I want to convert Windows-1252 text to UTF-8. The Windows-1252 text can contain invalid bytes (e.g. 0x90). I need to replace invalid bytes with a replacement character ('?').
Example: "a[0x90]b" (Windows-1252) -> "a?b" (UTF-8)
I tried with 'UTF-8//TRANSLIT' but iconv() stopps with an error ('Invalid or incomplete multibyte or wide character'). 'UTF-8//IGNORE' does work but removing invalid chars is not what i want.
I use iconv from the standard C library in C++.

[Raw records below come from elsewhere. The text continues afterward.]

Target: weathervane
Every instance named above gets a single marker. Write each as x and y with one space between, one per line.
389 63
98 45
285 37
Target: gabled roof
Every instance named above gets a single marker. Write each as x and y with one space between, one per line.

Mabye someone can give me a hint.
used code:
//char* res=std::setlocale(LC_ALL, "de_DE"); //no effect
const iconv_t iconv_handle = iconv_open("UTF-8//TRANSLIT", "WINDOWS-1252");
assert(iconv_handle != (iconv_t)-1);
const char input_text[] = "a\x90\b"; //'a', 'invalid byte', 'b'
std::array<char, _countof(input_text) * 4> utf8_result_buffer{};
char* in = (char*)input_text;
char* out = (char*)utf8_result_buffer.data();
size_t srclen = strlen(input_text);
size_t outbytesleft = utf8_result_buffer.size();
const size_t iconv_res = iconv(iconv_handle, &in, &srclen, &out, &outbytesleft);
if (iconv_res == (size_t)-1)
{
perror("iconv");
}
//result: utf8_result_buffer: "a" and 'Invalid or incomplete multibyte or wide character' error
iconv_close(iconv_handle);